Last year was the prototypical “you take the good with the bad” season for the Green Bay Packers. The bad? A disappointing 6-10 season that left them on the outside of the NFC playoff picture. The good? The emergence of QB Aaron Rodgers.
Rodgers solidified himself as the heir apparent to Brett Favre in 2008 with numbers worthy of No. 4 – over 4000 passing yards, 28 TDs to 13 interceptions and a passer rating of 93.8. Impressive stuff in what was essentially his first crack at the Green Bay starting gig; Rogers emerged as not only the Packers’ QB of the future but one of the best young signal callers in the National Football League.
The big question now: Can his teammates catch up?
Key Departures: DT Colin Cole. Key Acquisitions: Free Agents – OT Duke Preston, S Anthony Smith. Draft – NT-DE B.J. Raji (1st round), OLB Clay Matthews (1st round).
Much to the chagrin of the NFL betting world that saw Packers games routinely hit the over last season, there weren’t a lot of defensive personnel changes in Wisconsin this summer. Colin Cole departed for Seattle and will presumably be replaced by B.J. Raji, the hulking defensive lineman from Boston College. Raji will be one of the centerpieces in new defensive coordinator Dom Capers’ 3-4 defense; Aaron Kampman, who will be switching from end to linebacker; DE Cullen Jenkins; ILBs Nick Barnett and A.J. Hawk will make up the linebacking core along with rookie Matthews. It’s a dynamic shift in philosophy and a daring one at that – rather than address the personnel of a defense that was gouged last year, Green Bay has opted to keep the pieces and simply change the shape of the puzzle. The 3-4 is rare in the NFC North, but Capers has proven successful with it in the past. How it plays out will be one of the more interesting stories in the division.
Offensively, Green Bay was tremendous a year ago and should only get better. Rogers has developed great rapport with WR Greg Jennings, one of the NFC’s most dynamic playmakers a year ago with 1292 receiving yards and nine TDs. Veteran Donald Driver is a great No. 2 option at wideout while youngsters James Jones, Jordy Nelson and Donald Lee give Rodgers three more viable options to throw to.
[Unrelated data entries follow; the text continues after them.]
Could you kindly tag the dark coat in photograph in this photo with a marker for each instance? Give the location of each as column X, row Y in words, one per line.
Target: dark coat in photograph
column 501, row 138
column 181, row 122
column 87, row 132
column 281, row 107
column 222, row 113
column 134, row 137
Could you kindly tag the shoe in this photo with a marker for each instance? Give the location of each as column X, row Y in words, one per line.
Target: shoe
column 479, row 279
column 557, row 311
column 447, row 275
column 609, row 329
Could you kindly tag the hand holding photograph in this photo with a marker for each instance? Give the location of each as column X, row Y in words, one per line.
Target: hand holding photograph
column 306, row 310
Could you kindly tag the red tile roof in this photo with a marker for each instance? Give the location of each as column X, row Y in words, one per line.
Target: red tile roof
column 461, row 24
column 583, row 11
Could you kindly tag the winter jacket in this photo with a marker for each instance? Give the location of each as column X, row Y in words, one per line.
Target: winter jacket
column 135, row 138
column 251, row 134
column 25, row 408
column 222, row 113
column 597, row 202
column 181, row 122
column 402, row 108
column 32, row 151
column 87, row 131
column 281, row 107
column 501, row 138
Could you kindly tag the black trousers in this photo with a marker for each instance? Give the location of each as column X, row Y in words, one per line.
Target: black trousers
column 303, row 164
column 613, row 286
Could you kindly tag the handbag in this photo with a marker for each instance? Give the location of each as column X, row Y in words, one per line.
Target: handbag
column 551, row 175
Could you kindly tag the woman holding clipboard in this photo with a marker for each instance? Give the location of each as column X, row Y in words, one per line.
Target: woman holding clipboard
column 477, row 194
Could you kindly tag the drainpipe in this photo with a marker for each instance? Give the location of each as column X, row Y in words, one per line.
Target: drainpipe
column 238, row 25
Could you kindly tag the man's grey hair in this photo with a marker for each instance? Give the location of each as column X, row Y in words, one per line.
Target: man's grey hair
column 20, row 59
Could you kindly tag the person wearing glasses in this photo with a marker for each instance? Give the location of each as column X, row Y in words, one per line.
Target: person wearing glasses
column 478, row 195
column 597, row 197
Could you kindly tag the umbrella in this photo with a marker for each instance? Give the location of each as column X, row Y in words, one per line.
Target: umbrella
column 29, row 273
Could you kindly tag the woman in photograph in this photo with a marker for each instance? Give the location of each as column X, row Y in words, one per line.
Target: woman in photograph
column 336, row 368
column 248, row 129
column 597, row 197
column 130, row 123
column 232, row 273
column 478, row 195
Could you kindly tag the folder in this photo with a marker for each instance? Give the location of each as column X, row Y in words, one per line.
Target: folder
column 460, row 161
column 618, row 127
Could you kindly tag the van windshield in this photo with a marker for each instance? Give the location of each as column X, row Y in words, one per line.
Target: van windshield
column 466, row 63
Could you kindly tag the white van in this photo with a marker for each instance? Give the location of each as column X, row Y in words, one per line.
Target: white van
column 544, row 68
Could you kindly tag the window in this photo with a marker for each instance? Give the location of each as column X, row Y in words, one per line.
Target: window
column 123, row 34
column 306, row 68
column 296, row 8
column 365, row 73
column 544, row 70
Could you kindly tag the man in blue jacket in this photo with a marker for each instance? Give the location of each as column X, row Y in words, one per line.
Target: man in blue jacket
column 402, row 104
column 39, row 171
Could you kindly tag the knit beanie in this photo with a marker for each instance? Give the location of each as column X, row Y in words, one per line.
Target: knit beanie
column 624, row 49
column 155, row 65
At running back, it’s hard to know what Ryan Grant will provide this year, given his stellar 2007 season (where he averaged 5.1 yards per carry and scored eight touchdowns) was followed with an average 2008 (3.9 yards per carry, four touchdowns). Former Nebraska standout Brandon Jackson could be in line for a good share of carries if Grant struggles this year, so keep an eye on him. Still, it’s a good offense, and the online sports book community shares this optimism – currently, the Packers are at 41/20 to win the NFC North championship outright.
Notable 2009 Games: Obviously, all eyes will be on Green Bay’s two inter-divisional matchups against Favre and the Minnesota Vikings (Monday, October 5 at Minnesota, Sunday, November 1 at Green Bay), but there are some other intriguing matchups as well. The Packers host the Ravens in a rare AFC crossover game on Monday Night Football (December 7) and will travel to Pittsburgh on Dec 20 in a battle of America’s great football cities.
2009 Outlook: Offensively, the Packers are sound – they can score with anyone. Defensively, though, is where the major questions arise, in that a switch from 4-3 to 3-4 might not be the solution to the problems that plagued Green Bay all of last season. If Capers can get buy-in across the board, the defense should improve and that’ll make Green Bay a viable contender for the NFC North crown; 9-7 or 10-6 seems like a fair estimate.